What’s wrong with the Ordnance Survey?
Much clearer & with vast amouts of deatail if one zooms in.
For comparison a readily available on-line version is shown Here
I’ve eaten at the “secret canteen” at Changi airport, though it was nearly 30 years ago. Nice to hear it is still there. I suspect I would need to be told how to find it again. I also found well-concealed cheap hawker stall markets for locals, for example in a multi-storey car park, close to the city centre.
The article on cycling in London mentions a journey time estimate for a cycling journey from TfL’s cycling route planner. These estimated route timings, I find, are hopelessly optimistic, because they are just distance multiplied by a standard speed. These speeds seem to assume you never have to wait or slow down for at junctions and other hazards. Especially in central London, this can be a lot. For example my daily ride across central London from station to office has 14 lights-controlled junctions in about 2.3 miles, and I have carefully chosen the route to keep junction delay down. If a lights controlled junction has, a say, 90 second lights cycle with 15 seconds green in your direction, and you arrive at it randomly, then the 5/6 of the time you arrive at it and the light is red, then you will have an average delay of 75/2 seconds, so your average delay at such a junction is 31 seconds. If that is typical, as I am afraid it increasingly is as lights cycles are often being extended, then I have 7 mins traffic lights delay in 2.3 miles, which is almost long enough (for me) to ride 2.3 miles on a flat open road.

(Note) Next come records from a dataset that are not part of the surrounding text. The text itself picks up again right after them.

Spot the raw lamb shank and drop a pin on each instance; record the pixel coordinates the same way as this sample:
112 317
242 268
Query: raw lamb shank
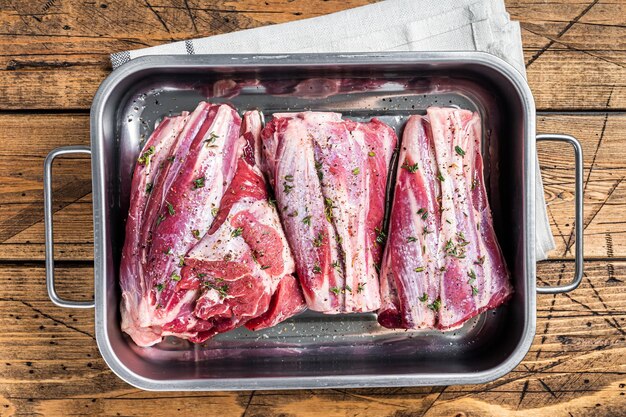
198 198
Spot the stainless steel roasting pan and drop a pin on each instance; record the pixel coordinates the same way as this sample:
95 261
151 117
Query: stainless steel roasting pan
314 350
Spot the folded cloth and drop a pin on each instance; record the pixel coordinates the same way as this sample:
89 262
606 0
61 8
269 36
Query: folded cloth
392 25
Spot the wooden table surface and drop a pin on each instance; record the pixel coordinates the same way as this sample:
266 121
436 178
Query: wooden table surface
54 54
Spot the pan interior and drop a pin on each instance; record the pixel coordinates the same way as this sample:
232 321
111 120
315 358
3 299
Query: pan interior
312 344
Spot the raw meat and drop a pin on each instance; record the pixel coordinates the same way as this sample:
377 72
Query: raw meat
443 264
329 176
197 199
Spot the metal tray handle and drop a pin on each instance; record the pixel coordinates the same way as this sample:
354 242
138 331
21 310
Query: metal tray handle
578 225
47 206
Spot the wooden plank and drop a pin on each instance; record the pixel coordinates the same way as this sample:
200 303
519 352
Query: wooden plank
56 56
51 365
21 215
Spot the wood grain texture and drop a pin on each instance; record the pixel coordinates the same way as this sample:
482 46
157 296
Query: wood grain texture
50 363
53 56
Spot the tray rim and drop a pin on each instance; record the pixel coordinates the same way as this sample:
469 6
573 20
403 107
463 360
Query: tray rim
181 62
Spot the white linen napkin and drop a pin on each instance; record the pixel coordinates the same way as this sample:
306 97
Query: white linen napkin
392 25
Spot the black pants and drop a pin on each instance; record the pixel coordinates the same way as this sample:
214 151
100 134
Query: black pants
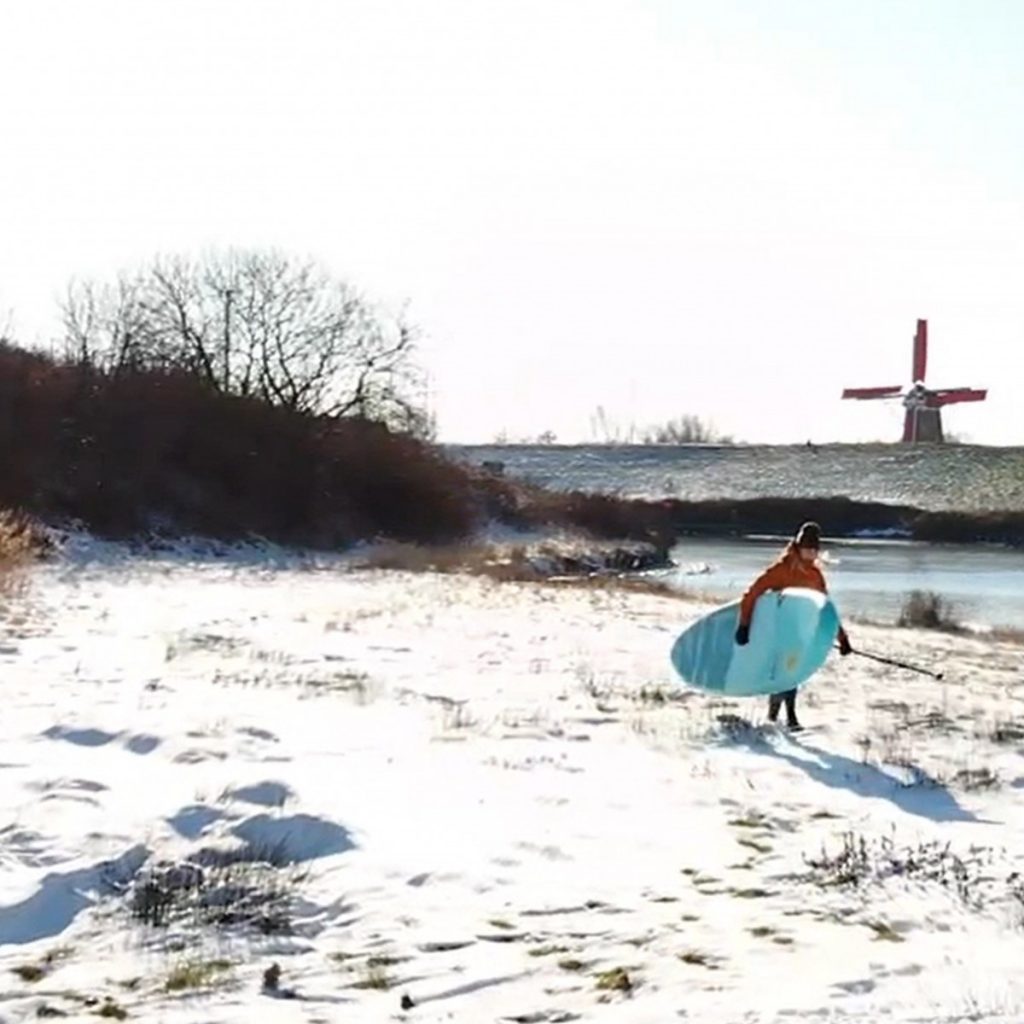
776 700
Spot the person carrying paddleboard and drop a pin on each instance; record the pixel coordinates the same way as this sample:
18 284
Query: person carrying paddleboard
798 566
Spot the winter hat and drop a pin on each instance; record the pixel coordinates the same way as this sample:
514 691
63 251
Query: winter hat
809 536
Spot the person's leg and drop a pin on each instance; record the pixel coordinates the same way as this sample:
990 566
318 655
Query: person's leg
791 709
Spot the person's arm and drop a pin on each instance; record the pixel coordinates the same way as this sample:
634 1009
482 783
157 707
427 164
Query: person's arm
842 637
771 579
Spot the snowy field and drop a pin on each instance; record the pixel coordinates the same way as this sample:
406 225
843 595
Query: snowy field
433 798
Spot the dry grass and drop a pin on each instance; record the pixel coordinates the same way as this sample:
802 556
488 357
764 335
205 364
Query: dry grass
928 610
22 541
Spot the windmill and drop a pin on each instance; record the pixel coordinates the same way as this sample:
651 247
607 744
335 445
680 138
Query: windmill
923 421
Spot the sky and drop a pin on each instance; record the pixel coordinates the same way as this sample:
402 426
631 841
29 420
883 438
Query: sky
725 208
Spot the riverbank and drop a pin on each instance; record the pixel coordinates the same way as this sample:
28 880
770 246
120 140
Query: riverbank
255 790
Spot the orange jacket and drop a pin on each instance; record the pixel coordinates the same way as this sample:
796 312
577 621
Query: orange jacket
788 570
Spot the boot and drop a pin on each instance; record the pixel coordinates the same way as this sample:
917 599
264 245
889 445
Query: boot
792 723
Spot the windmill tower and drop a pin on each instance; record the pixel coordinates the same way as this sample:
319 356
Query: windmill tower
923 420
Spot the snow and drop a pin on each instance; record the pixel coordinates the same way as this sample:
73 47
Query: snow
486 798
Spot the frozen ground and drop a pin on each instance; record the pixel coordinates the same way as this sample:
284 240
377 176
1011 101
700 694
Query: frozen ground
432 798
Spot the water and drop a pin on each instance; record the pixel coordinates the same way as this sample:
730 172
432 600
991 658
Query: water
930 476
984 585
871 579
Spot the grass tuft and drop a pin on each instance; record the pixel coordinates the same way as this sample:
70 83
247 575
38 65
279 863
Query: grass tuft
927 610
197 974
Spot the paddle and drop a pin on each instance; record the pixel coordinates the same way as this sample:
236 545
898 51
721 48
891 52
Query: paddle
898 665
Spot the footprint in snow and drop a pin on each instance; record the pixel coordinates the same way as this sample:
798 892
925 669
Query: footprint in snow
81 737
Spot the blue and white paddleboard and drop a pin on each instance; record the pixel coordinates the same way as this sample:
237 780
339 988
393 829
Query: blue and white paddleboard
792 632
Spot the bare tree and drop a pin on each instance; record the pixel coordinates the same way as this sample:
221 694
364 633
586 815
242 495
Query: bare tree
255 324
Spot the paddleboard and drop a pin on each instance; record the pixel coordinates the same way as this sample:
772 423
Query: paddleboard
792 633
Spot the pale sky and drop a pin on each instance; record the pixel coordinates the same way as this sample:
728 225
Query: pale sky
731 208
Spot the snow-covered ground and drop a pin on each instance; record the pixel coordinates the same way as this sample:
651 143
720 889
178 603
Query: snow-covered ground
483 802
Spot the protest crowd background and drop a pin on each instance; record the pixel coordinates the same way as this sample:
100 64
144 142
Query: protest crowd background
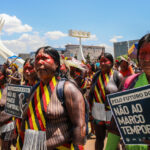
67 104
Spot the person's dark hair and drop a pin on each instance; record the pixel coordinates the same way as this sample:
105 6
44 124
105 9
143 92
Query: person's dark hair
108 56
54 54
144 39
30 60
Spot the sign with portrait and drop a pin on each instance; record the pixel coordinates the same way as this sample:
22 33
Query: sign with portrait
16 99
131 110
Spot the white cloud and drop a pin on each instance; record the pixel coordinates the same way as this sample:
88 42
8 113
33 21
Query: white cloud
14 25
55 35
108 48
25 43
92 38
115 38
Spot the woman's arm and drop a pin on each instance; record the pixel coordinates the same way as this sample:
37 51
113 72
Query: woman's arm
75 106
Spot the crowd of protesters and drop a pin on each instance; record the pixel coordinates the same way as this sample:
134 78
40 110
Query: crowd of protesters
49 123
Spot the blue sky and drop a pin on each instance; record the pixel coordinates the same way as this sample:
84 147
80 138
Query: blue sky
30 24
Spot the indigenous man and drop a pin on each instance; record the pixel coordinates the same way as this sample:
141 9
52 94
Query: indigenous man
64 126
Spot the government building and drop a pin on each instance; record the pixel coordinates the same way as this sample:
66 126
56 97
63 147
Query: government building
92 51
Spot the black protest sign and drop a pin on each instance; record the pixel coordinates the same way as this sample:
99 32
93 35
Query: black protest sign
16 99
131 110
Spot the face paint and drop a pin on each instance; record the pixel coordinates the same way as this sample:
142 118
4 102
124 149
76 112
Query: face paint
144 58
144 53
43 58
45 66
28 68
104 60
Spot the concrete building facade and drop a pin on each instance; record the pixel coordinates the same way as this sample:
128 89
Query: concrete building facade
121 48
93 51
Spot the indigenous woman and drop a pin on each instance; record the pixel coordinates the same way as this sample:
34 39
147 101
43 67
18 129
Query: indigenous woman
125 69
104 82
142 79
31 79
6 123
64 126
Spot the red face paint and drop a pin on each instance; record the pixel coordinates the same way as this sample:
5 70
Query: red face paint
104 60
144 53
144 58
43 58
28 68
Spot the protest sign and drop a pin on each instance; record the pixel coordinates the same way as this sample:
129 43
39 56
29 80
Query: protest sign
16 99
131 110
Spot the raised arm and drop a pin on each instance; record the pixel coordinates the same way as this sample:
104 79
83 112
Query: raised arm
75 106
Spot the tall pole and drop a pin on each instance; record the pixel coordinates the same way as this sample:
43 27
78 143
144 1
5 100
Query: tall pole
81 51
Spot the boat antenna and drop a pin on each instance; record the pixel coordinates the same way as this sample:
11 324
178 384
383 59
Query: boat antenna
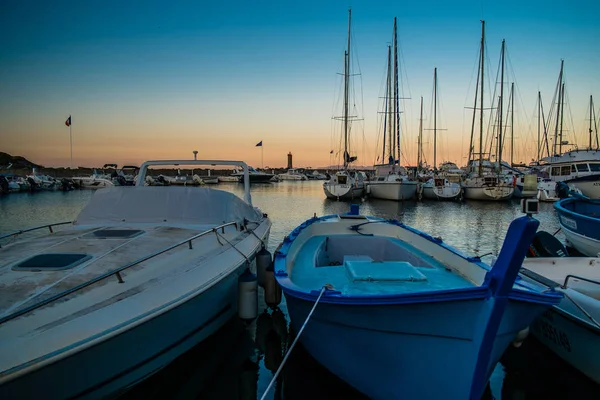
346 87
480 171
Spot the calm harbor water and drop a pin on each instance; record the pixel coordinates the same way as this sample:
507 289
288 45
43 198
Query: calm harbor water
239 361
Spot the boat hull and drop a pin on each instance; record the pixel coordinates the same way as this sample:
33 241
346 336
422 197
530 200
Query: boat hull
580 226
398 191
129 357
442 192
337 191
570 338
405 345
489 193
589 186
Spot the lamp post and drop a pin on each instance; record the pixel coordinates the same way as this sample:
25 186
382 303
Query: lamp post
195 154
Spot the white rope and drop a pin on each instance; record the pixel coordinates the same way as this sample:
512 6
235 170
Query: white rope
327 286
582 310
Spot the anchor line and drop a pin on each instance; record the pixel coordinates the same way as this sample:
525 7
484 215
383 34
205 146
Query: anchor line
582 310
327 286
231 244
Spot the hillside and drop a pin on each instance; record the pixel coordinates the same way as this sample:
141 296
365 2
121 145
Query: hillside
17 162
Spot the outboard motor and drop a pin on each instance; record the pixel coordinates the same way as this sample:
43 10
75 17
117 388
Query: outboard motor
65 185
546 245
562 190
3 185
33 185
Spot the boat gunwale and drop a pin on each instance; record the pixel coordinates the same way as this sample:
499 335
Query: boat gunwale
66 351
561 209
533 294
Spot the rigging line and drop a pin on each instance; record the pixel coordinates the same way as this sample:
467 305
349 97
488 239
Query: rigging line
327 286
231 244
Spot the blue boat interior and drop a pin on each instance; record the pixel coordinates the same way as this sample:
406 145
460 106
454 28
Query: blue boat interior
587 208
361 265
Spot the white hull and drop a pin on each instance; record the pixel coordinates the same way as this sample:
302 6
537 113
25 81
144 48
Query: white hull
292 178
92 183
590 189
102 332
337 191
565 329
585 245
493 193
388 190
547 195
229 179
123 360
441 192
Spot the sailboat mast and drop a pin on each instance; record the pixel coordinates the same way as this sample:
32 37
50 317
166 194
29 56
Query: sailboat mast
539 130
390 108
481 103
420 141
559 86
562 95
346 89
512 123
591 112
435 118
500 109
396 95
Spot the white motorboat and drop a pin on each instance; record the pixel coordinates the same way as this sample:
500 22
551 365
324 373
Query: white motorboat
391 183
292 175
142 275
441 188
570 329
94 181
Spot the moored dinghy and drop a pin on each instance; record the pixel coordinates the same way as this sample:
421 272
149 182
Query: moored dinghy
570 329
397 306
579 219
141 276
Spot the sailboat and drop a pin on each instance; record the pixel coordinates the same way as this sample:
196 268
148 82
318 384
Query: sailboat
579 169
391 181
485 181
445 185
346 184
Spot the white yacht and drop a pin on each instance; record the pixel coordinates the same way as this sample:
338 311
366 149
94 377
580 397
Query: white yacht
292 175
578 168
142 275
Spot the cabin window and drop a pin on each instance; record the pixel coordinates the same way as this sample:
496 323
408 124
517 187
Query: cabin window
52 262
113 234
582 168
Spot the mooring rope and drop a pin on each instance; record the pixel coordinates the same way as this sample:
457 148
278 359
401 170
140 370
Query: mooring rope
582 310
326 287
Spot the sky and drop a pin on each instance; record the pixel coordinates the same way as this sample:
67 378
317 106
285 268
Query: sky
156 80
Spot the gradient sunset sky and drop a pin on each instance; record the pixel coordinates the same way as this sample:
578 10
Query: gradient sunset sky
155 80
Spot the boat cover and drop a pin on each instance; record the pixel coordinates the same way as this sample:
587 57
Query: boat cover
167 205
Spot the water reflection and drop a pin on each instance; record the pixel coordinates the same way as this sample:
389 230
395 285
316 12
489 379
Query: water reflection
239 361
224 366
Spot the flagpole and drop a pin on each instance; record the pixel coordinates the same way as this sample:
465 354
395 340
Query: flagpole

My cycling journey time has been increasing because the West End Project has generally resulted in lengthened traffic light cycles, which adds up to increased delay. I’m afraid my “I obey traffic lights all the time” attitude has been severely tested by some of this, especially by some new sensor controlled lights that can decide not to give you a green at all. Oh yes, and there has almost never been a time in the last 20 years when there hasn’t several sets of roadworks impeding my preferred route, and sometimes requiring quite tricky rerouting, hardly ever signposted, to get past.
My cycle journeys through central London are optimised to avoid routes with traffic lights, especially those with long dwell times. It may be more of a weave through the back streets, but it’s far more pleasant certainly not slower. It takes time to perfect these routes by trial and error. There are several places where I save time and junction-faff on ‘Superhighway’ routes by going just one block parallel. There are also places where new infrastructure has disrupted my previously free-flowing route, but it’s usually an improvement overall.
Singapore airport is good airside too. Makes a journey to Australia very bearable when you can get some good kip in free to use recliners in quiet lounges.
@Ivan – I’ve eaten at the “secret canteen” at Changi airport, though it was nearly 30 years ago. Nice to hear it is still there. I suspect I would need to be told how to find it again.
‘For the Terminal 2 canteen, locate Starbucks on level two and take the nearest lift to the car park at level 3: from here walk up the staircase, turn left and look for the unlabelled iron door.’
The canteens have always technically been available to the public since being built in 1981 (Terminal 1) and 1991 (Terminal 2): the airport just didn’t realise people would want to eat at them. It’s a trip down memory lane to what food courts in Singapore used to be like in terms of pricing and retro design.
Answer to Greg Tingey.I have heard that local councils don’t use Ordnance Survey Maps as they have to pay to use them and the maps are expensive so boroughs use free Google Maps instead.
@Greg and @Jason
Yes, OS maps are the gold standard for UK mapping, and we should be proud of the quality compared with other national mapping agencies, but they are pretty expensive to licence. Presumably this is because the licensing fees are the main source of income for Ordnance Survey, whereas the Google Maps licensing fees are just pin money for Google….
I believe councils should be able to use the Public Sector Mapping Agreement to use OS data for free. Whether that extends to providing it to the public for free or not, I’m not sure.
PP
Particularly as the example I quoted (above) is a joint London Councils/GLA project, available to the public, with OS “25-inch” openly available …..
Gregg, the OS map is also zoomable over the rest of the country.
Mike
Yes, I know – wonderful, isn’t it?
I’ve found the new cycle infrastructure to be slower, but, it’s hard to begrudge that when it makes journeys possible by bike for people who’d never have been able to cycle before.
10 meters of dangerous junctions would mean I don’t take my toddler on a 2km cycle journey, for example.
Asking current cyclists what works for them does mean you’ll only get answers about what works from people who are already mostly comfortable on the roads as they are today.
Additional car parking at Manchester Piccadilly? It appears that ever since HS2 was authorised, it has been left to engineering consultants to determine its development. From the start they have favoured segregation, engineering prowess, and car access. It’s like a rerun of the 70s.